Lübnan Güçleri’nin İsrail’deki resmi temsilcisi olan Pierre Rizk, sonrasında
Arafat’ın maliye ve siyaset konusunda fikir aldığı özel danışmanı hâline geldi.
Şimdi
şu “kâğıttan kaplan” meselesine gelelim. Raşid, son savaşta Lübnan direnişinin “kâğıttan
kaplan” olduğunu söylüyor. Bu lafı ederken, neyi ve kimi ölçüt alıyor? FKÖ’yü
mü? Onun yardım almayan, kudretli bir yapı olduğunu mu düşünüyor?
1978
ve 1982’deki işgallerde FKÖ, İsrail’e karşı koydu. Evet bugün Lübnan direnişi
İran’dan destek alıyor. Aynı şekilde FKÖ ve Lübnan Ulusal Hareketi de SSCB,
Doğu Almanya, Bulgaristan, Küba, Çin, Macaristan, Cezayir, Yemen, Libya, (Sedat
öncesi) Mısır’dan para ve silah aldı. Suriye, farklı örgütlere sürecin farklı
aşamalarında yardım sundu. Bu listeye Irak da eklenmeli. Ayrıca, Yasir Arafat’ın
şanlı devrimci liderliğine yön veren Körfez ülkelerinden de yardım geldi. Buna karşın,
FKÖ önemli bir başarı gösteremedi. O dönemde İsrail’in Beyrut’a ulaşması birkaç
saatini alıyordu. 2006’da ve liderlerinin öldürüldüğü, ağır darbeler aldığı bugünkü
koşullarda Hizbullah’la savaşan İsrail, Güney Lübnan’da bir karış toprağı bile
işgal edemedi. Ateşkes talebi İsrail’den geldi. Oysa geçmişte İsrail ateşkesi
kabul etmez, Arafat bu konuda yalvar yakar olurdu.
Kuşatma
Altında isimli kitabında Raşid Halidi, FKÖ’yü Beyrut’taki duruşunu
destansı bir eylem olarak takdim ediyor. Oysa bugün Güney Lübnan köylerinde
İsrail’le gerçekleştirilen her bir muharebe, FKÖ’nün tüm tarihi boyunca İsrail’e
karşı yürüttüğü tüm mücadeleden daha destansı ve daha kahramanca.
Raşid,
İran’ın da kâğıttan kaplan olduğunu söylüyor. Peki ama onu kimlerle kıyaslıyor,
Arap ordularıyla mı? Raşid, ayrıca birçok Arap aydını gibi sadece Suriye ve İran
rejimlerini eleştiriyor. Kimi eleştirmek istiyorsa eleştirsin ama İsrail’le
barışan, ona teslim olan diğer tüm Arap hükümetlerini eleştiriden muaf mı
tutacağız? Peki ama neden? Bu eleştirinin bir kıymeti yok mu?
Evet
İran, İsrail hedeflerine tüm Arap hükümetlerinden çok daha fazla füze gönderen
bir kâğıttan kaplan.
Raşid
Halidi, İran’ın Filistinlilere kendi ulusal çıkarları uyarınca destek sunduğunu
söylüyor. İyi ama Hamas ve Hizbullah’a sunulan destek, İran’ın ulusal çıkarlarına
nasıl katkıda bulunuyor? Bu konuda Halidi, bir delil ve izahat sunmalı.
İran,
onlarca yıldır Filistinlilerin ve Arapların direnişine destek sunuyor diye
İsrail komplolarıyla ve ağır Batı yaptırımlarıyla uğraşıyor. Burada, Şii
olmayan, komünist bir örgüt olarak FHKC’ye bile silah temin etmiş bir ülkeden
bahsediyoruz. Bu yardımın İran’a nasıl bir katkısı olmuş olabilir?
İran,
bugün Arapların direnişine sunduğu desteği sonlandırsa tüm yaptırımlar hemen kaldırılır.

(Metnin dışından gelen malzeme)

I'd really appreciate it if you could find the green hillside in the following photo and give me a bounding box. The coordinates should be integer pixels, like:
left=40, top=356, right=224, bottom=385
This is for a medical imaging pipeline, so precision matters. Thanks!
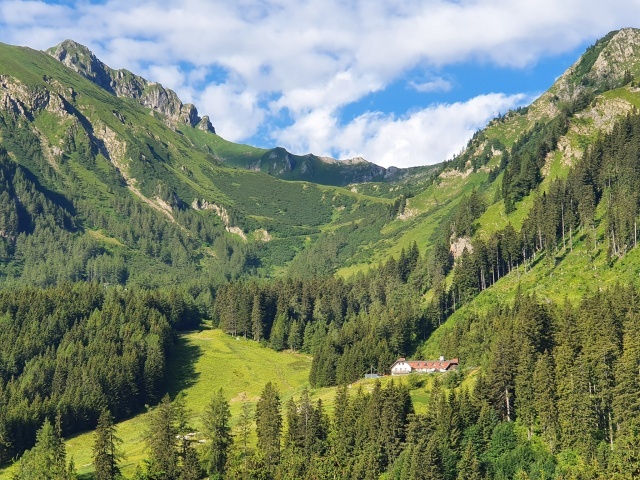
left=5, top=29, right=640, bottom=480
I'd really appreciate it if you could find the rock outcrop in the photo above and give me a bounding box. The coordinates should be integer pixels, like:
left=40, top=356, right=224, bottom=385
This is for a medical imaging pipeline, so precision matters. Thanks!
left=47, top=40, right=215, bottom=133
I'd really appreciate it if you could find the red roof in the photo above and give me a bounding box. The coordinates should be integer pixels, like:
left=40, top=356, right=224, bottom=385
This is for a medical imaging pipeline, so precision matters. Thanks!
left=391, top=358, right=458, bottom=370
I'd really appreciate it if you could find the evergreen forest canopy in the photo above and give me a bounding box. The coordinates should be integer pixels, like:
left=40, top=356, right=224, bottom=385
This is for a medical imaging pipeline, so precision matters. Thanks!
left=5, top=30, right=640, bottom=480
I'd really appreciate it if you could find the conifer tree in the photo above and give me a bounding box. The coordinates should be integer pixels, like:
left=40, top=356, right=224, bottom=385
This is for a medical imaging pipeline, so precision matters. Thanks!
left=202, top=389, right=232, bottom=478
left=256, top=382, right=282, bottom=467
left=93, top=409, right=123, bottom=480
left=147, top=394, right=178, bottom=479
left=13, top=418, right=75, bottom=480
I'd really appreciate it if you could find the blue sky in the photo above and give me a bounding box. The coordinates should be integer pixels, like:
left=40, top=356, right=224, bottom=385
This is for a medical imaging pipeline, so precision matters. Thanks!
left=0, top=0, right=640, bottom=167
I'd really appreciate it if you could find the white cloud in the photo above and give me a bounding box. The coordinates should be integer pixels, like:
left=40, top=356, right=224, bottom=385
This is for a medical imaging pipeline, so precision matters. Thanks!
left=276, top=93, right=531, bottom=167
left=0, top=0, right=640, bottom=162
left=409, top=77, right=452, bottom=93
left=193, top=84, right=265, bottom=142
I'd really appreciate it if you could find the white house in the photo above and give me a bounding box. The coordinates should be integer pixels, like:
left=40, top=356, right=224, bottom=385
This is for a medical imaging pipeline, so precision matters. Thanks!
left=391, top=357, right=458, bottom=375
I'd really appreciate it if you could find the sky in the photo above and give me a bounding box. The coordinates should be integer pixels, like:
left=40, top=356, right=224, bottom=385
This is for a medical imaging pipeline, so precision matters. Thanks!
left=0, top=0, right=640, bottom=167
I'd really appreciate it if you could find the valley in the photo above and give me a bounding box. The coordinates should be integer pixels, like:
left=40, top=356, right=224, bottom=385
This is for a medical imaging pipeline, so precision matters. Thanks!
left=0, top=29, right=640, bottom=480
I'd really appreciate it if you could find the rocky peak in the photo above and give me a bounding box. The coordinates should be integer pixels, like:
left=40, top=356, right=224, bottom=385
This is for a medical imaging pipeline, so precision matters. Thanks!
left=551, top=28, right=640, bottom=101
left=47, top=40, right=215, bottom=133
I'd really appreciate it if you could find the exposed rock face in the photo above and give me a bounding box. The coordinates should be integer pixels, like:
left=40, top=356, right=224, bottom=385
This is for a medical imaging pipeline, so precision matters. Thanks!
left=47, top=40, right=215, bottom=133
left=0, top=75, right=50, bottom=118
left=449, top=237, right=473, bottom=259
left=191, top=198, right=247, bottom=241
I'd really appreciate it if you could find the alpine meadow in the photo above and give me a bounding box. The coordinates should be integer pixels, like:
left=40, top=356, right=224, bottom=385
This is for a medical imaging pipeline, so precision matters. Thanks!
left=5, top=23, right=640, bottom=480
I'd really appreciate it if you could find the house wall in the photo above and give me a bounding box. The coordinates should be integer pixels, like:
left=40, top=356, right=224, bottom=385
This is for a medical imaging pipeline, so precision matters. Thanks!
left=391, top=362, right=411, bottom=375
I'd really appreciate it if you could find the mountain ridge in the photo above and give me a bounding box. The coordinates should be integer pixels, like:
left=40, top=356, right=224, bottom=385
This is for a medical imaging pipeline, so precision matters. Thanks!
left=46, top=40, right=422, bottom=186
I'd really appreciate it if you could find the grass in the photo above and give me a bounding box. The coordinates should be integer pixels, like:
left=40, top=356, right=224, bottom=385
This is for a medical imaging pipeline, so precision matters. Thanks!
left=0, top=329, right=474, bottom=479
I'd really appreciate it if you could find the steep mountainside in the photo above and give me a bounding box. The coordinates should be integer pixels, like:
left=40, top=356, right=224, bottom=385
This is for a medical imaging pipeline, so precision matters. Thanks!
left=0, top=42, right=408, bottom=285
left=47, top=40, right=422, bottom=186
left=7, top=29, right=640, bottom=480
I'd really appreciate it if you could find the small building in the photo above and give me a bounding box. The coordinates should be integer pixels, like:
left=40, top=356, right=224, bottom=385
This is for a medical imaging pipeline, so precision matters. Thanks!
left=391, top=357, right=458, bottom=375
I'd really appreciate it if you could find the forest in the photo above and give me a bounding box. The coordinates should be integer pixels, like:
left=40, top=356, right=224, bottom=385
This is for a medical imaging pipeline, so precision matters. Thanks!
left=6, top=31, right=640, bottom=480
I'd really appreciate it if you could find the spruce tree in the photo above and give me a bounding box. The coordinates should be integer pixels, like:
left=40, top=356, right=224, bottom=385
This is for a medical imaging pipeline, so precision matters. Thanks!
left=202, top=389, right=232, bottom=478
left=93, top=409, right=123, bottom=480
left=256, top=382, right=282, bottom=466
left=147, top=394, right=178, bottom=479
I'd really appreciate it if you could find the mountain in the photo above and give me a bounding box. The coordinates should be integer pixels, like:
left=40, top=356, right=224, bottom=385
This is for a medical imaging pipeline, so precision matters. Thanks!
left=47, top=40, right=422, bottom=186
left=0, top=41, right=433, bottom=285
left=6, top=29, right=640, bottom=479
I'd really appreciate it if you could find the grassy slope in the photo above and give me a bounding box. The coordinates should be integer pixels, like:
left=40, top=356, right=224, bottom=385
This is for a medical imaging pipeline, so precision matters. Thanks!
left=0, top=329, right=460, bottom=479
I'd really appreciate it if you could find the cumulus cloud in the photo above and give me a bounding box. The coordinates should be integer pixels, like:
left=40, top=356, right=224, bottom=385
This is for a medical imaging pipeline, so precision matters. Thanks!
left=0, top=0, right=640, bottom=165
left=409, top=77, right=452, bottom=93
left=276, top=93, right=531, bottom=167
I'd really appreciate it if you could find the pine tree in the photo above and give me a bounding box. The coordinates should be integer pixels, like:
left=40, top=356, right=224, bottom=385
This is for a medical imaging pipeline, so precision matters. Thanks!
left=147, top=394, right=178, bottom=479
left=202, top=389, right=232, bottom=478
left=93, top=409, right=123, bottom=480
left=13, top=418, right=75, bottom=480
left=179, top=445, right=202, bottom=480
left=256, top=382, right=282, bottom=467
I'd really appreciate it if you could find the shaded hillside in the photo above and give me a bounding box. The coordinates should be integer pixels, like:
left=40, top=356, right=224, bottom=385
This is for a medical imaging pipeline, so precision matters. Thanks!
left=0, top=44, right=400, bottom=286
left=47, top=40, right=428, bottom=186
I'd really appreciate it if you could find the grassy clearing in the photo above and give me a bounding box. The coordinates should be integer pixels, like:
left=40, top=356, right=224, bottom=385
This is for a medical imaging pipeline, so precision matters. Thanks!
left=0, top=329, right=464, bottom=479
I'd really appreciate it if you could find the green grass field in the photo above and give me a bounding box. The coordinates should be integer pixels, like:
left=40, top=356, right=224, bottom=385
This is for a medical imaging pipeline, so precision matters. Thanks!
left=0, top=329, right=464, bottom=479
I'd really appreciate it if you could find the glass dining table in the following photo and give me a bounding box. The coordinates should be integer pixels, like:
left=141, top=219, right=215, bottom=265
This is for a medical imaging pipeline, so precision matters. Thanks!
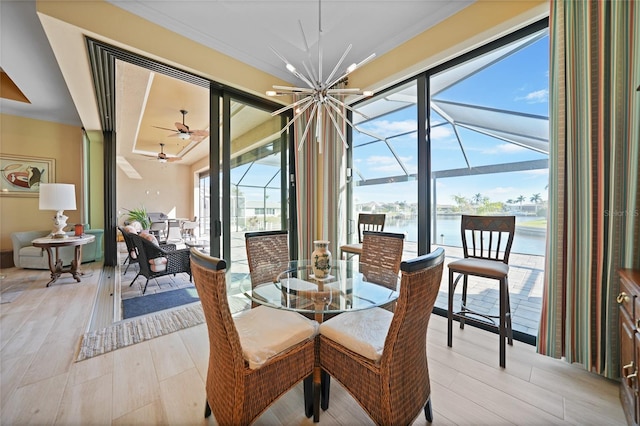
left=240, top=259, right=400, bottom=422
left=241, top=259, right=400, bottom=322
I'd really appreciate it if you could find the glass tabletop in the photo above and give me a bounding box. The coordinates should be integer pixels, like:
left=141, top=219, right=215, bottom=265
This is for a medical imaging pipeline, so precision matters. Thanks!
left=241, top=260, right=400, bottom=314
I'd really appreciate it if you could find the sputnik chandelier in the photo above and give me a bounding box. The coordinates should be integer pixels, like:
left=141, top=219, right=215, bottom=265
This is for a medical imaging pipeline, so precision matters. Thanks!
left=266, top=0, right=378, bottom=154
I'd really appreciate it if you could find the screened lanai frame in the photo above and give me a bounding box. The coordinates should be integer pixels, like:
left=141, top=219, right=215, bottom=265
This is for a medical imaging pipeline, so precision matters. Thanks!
left=347, top=19, right=549, bottom=343
left=230, top=138, right=287, bottom=232
left=347, top=19, right=549, bottom=254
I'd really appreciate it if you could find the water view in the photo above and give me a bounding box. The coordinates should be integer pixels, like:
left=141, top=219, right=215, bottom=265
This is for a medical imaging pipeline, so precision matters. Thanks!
left=384, top=215, right=547, bottom=256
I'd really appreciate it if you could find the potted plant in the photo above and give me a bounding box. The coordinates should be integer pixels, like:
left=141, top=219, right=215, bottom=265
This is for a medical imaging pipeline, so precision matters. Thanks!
left=125, top=206, right=151, bottom=229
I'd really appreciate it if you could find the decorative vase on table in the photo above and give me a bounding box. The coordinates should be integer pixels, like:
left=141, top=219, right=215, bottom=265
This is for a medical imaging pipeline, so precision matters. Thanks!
left=311, top=240, right=331, bottom=278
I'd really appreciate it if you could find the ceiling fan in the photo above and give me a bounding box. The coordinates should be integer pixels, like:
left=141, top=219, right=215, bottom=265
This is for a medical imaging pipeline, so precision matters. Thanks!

Eğer Batı’nın İran rejimiyle sorununun insan haklarıyla ilgili olduğuna
inanmıyorsanız, bu tespite doğal olarak onay verirsiniz. Arap kültürünü ve
akademyasını kontrol etmek için para saçan Körfez rejimlerini erdemli birer
demokrasi olarak görüyorsanız, bu rejimlerle tabii ki bir sorununuz olamaz.
Benim
de hayranı olduğum Nasır hükümeti dâhil hiçbir Arap hükümeti, Filistinlilere
İran kadar destek sunmadı. Ama Raşid Halidi, bu desteği alaya alıyor, İran’ın
ilgili desteği kendi çıkarları için sunduğunu iddia ediyor. Peki bu iddiayı
kabul edelim, ama o noktada şunu sormak gerekiyor: madem yardım ulusal
çıkarlarına katkıda bulunacak, o vakit bu Arap rejimleri neden Filistinlilere
İran gibi yardım etmiyor?
Batı’daki
insanlar, Humeyni’nin merkezinde Filistin’in durduğu bir öğreti inşa ettiğini,
onu takip edenlerin bu öğretiye inandıklarını, tam da bu sebeple İran’ın Filistinlilere
yardım ettiğini bir türlü anlamıyorlar. İran bu öğretiyi terk ederse, Filistin’e
yardım etmez. Siz de o noktada ömrünüzü Filistinlilerin Arapların lafta kalan
açıklamaları ve uluslararası meşruiyet üzerinden daha iyi duruma geleceğine
inanarak geçirirsiniz.
Altmışlardan
beri kendi topraklarını savunurken ölen Güney Lübnan halkının fedakârlıklarını
alaya alan ifadelerin beni rahatsız ettiğini belirtmeliyim. Bu insanlar,
tarihin farklı aşamalarında, daha İran rejimi ortada yokken topraklarını
savundular, çünkü onlar da Filistinliler gibi topraklarına bağlılar. Bu
insanlar, o toprakları İran, Humeyni veya bir başkası için savunmadılar.
Raşid
Halidi, Lübnan’da İsrail-Suudi-BAE ajandasından yana duran 14 Mart hareketinin
laflarını tekrarlayıp duruyor. 1982’de Arafat’a bağlı Hacı İsmail’in
gerçekleştirdiği, kendisi gibi benim de şahit olduğum direnişle dalga geçiyor.
Ayrıca,
savaş esnasında Damur’da cereyan eden muharebeyle ilgili tespitiyle ilgili
olarak bir şey söylemek isterim: Raşid Halidi konuyla ilgili değerlendirmede
bulunurken, kendisine de ilettiğim üzere, Falanjistlerin tümüyle yanlış olan
iddialarını temel alıyor.
Esad Ebu Halil
14 Aralık 2024
Kaynak
● ● ●
Cevap
Profesör
Raşid Halidi, benim üniversitede uluslararası ilişkiler hocamdı. Şikago Üniversitesi’ndeki
varlığı ve sunduğu destek konusunda teşekkürlerimi iletmek isterim. Çalışmalarından
çokça yararlandım, ailesindeki insanlara hâlen daha çok değer veririm.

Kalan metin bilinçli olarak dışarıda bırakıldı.